Cumul salaire-allocations

Maithreyi Seetharaman :
“Concernant les congés de maternité et paternité, quelles ont été les avancées ?”

Edward Scicluna :
“Le congé maternité a fait partie de la réflexion. Il a été allongé de quatre semaines et l’effet a été très positif. D’autres réformes ont amélioré les choses comme l’aide aux familles qui ont de faibles revenus. Nous avons conclu un accord : les parents touchent leur salaire tout en gardant une partie des allocations : les deux tiers la première année, 45% la deuxième année puis 25%… Ce qui a remis sur le chemin de l’emploi, un certain nombre de chômeurs de longue durée et – ramené à la population maltaise -, quelques milliers de personnes, cela représente beaucoup !”

Maithreyi Seetharaman :
“D’après votre expérience, qu’en est-il des syndicats et des employeurs ? Comment avez-vous fait pour les intéresser au retour à l’emploi des mères ?”

Edward Scicluna :
“Quand ils sont autour de la table et qu’ils voient la situation générale et qu’ils se rendent compte que c’est dans l’intérêt de tous, ils sont prêts à avancer. Mais il faut les consulter, on ne peut pas les ignorer et s’attendre à ce qu’ils agissent.”

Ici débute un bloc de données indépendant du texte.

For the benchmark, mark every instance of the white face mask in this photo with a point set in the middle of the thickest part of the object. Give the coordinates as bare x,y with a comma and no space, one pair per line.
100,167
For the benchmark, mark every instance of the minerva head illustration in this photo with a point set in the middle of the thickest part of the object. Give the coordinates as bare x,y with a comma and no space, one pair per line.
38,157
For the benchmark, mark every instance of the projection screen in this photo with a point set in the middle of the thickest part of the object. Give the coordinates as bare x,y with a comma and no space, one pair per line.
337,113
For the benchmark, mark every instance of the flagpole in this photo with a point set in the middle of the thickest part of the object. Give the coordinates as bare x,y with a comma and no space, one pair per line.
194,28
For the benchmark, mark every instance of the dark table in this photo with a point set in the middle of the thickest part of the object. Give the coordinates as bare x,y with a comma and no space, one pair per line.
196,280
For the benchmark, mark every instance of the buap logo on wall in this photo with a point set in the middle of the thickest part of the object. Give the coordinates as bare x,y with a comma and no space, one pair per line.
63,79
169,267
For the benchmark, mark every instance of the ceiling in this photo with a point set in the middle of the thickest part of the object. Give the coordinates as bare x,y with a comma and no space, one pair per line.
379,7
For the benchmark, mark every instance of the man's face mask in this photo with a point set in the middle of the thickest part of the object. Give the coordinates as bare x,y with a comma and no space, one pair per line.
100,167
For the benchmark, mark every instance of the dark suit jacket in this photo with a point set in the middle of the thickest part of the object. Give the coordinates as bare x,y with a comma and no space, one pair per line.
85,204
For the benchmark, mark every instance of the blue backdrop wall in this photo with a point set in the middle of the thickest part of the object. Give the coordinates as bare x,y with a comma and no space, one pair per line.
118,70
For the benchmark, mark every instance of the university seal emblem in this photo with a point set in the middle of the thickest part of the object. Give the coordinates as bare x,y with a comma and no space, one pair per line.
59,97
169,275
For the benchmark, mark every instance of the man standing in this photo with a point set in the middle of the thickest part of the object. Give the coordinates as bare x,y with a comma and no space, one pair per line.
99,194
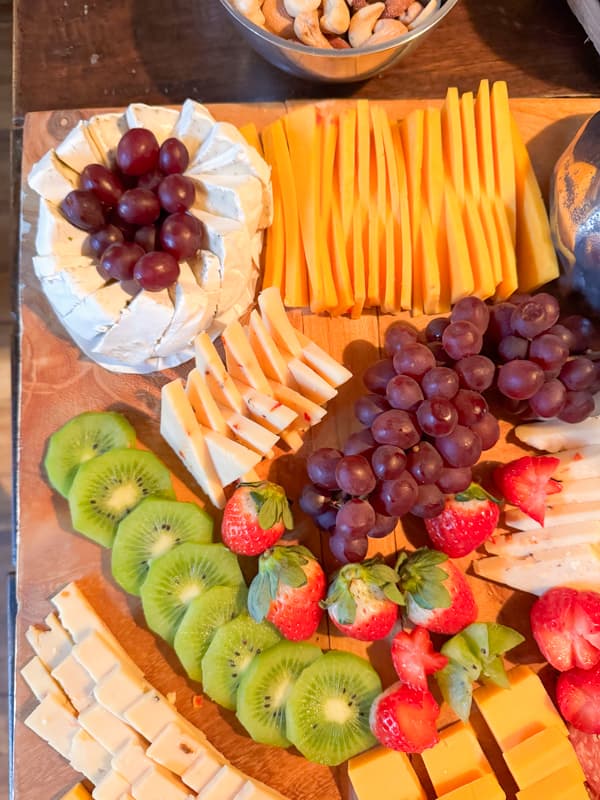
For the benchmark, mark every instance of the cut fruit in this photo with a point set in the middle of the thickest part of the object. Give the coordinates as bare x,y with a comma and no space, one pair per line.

“Redonner de la valeur au travail”

Maithreyi Seetharaman :
“Selon vous, de quoi ont besoin les pères et les mères pour que les femmes reprennent un emploi après la naissance d’un enfant ?”

Edward Scicluna :
“Certains pays sont plus en avance que d’autres en termes de taux d’activité des femmes. Même chose pour le congé maternité. Donc, j’ai bien peur que cela dépende du niveau de développement du pays. Il y a de nombreux Etats qui sont dans une situation difficile et qui peuvent améliorer l’offre de travail par des mesures sociales.
Nous avons baissé les impôts sur le revenu parce qu’il s’agit d’une taxe sur le travail et nous l’avons déplacée progressivement sur la consommation. Donc, nous avons concentré une partie de nos efforts sur les classes moyennes pour lesquelles les impôts représentaient une charge importante. Réduire la pression qui pesait sur eux, cela va les aider et comme cela, on redonne de la valeur au travail. C’est simple – dit comme cela -, mais c’est très efficace.”